Ce recalibrage s’entend rapidement. Là où leurs premières sorties installaient une esthétique dream-pop feutrée, l’album assume des structures plus denses et une instrumentation plus chargée. « On double beaucoup plus de choses, note Jeremy. C’est moins lisse, un peu plus sale, si on veut. » Sans basculer dans un rock frontal, le duo introduit une forme de rugosité, une distorsion légère qui vient fissurer doucement les formes trop polies.

Cette tension s’érige comme l’un des fils conducteurs du disque et traverse aussi les textes, qui s’ancrent dans une matière familière : les histoires d’amour. « C’est un album qui parle d’amour, de toutes ces histoires-là, dit Jeremy, en riant. Des débuts précipités, des malentendus, des ruptures qui s’étirent. Beaucoup de problèmes de communication. Love at first sight et tous les sentiments connexes. »

Ces récits partagent un même décor : Montréal. Mais l’album n’a pas été conçu dans un seul lieu ni dans un seul élan. « On a travaillé à tellement d’endroits », raconte Melyssa. Un studio sur la Plaza Saint-Hubert, une fourgonnette aménagée, un appartement à Paris, un studio loué à la semaine. Certaines chansons dormaient depuis longtemps sur des disques durs…

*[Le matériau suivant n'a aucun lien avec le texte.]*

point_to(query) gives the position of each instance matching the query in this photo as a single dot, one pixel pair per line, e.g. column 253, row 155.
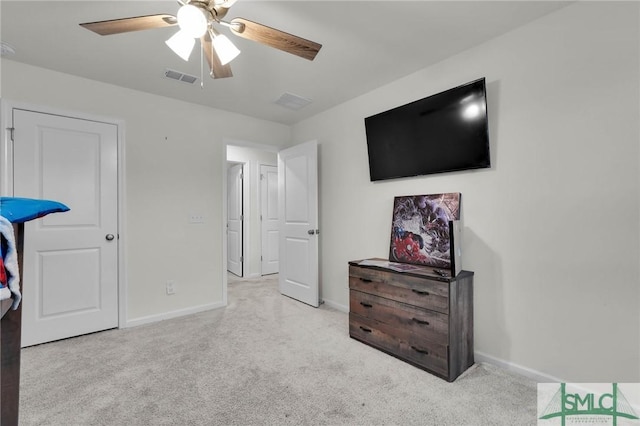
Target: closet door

Cette dispersion géographique se double d’une liberté technique. Sur omg, par exemple, une partie vocale est remplacée par une voix synthétique rudimentaire. « On n’avait pas de micro, juste mon Mac, raconte Jeremy. Il y a une section qui ne marchait pas, alors on est allés chercher un vieux text-to-speech, genre Google Translate 2010. » Le résultat, volontairement imparfait, s’intègre à l’esthétique du morceau.

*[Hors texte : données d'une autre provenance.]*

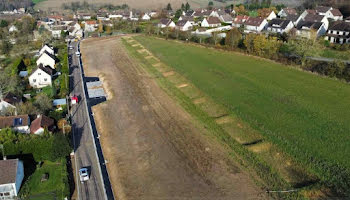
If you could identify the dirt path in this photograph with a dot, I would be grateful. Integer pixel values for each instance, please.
(153, 148)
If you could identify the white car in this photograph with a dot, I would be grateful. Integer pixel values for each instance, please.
(83, 174)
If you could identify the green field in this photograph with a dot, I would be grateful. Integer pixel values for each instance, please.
(56, 187)
(304, 114)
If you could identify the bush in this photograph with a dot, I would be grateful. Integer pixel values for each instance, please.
(43, 147)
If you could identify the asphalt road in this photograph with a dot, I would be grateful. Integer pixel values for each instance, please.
(85, 153)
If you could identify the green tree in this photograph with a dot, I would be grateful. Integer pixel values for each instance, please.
(182, 7)
(168, 7)
(210, 5)
(233, 38)
(6, 47)
(187, 6)
(43, 103)
(3, 23)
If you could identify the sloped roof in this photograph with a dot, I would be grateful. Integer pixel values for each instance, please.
(181, 23)
(292, 18)
(254, 21)
(322, 9)
(13, 121)
(336, 12)
(290, 11)
(309, 24)
(340, 26)
(240, 19)
(313, 18)
(164, 21)
(227, 17)
(213, 20)
(11, 98)
(41, 122)
(8, 171)
(280, 23)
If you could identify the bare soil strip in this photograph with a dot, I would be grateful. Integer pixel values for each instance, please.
(241, 133)
(155, 150)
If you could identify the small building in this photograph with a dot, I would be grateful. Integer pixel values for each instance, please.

“« Plutôt que de choisir entre un label québécois et un label français, on a décidé de travailler avec les deux »

D’autres chansons sont nées de façon plus collective, dont celle que le duo continue d’appeler Lyon « à l’interne ». Officiellement intitulée Hier, la pièce prend forme en France, au lendemain d’une soirée partagée avec leurs musiciens : « On l’a jammée autour de la table. Tout le monde a mis un peu du sien », se souvient Melyssa. La pièce a été intégrée au spectacle avant d’être fixée sur disque. « Sur nos set list, elle s’appelle encore Lyon et elle va probablement continuer à s’appeler Lyon », ajoute-t-elle en riant.

À l’inverse, Loin, réalisée avec Miel de Montagne, suit un parcours plus sinueux. « Il manquait un refrain, explique Jeremy. Après plusieurs tentatives, j’ai fait écouter la chanson à Miel de Montagne, qui a improvisé immédiatement une ligne mélodique. On a couru au studio après ça pour l’enregistrer. » La pièce connaîtra une vingtaine de versions avant d’atteindre sa forme finale. « C’est vraiment devenu une composition à trois », dit-il.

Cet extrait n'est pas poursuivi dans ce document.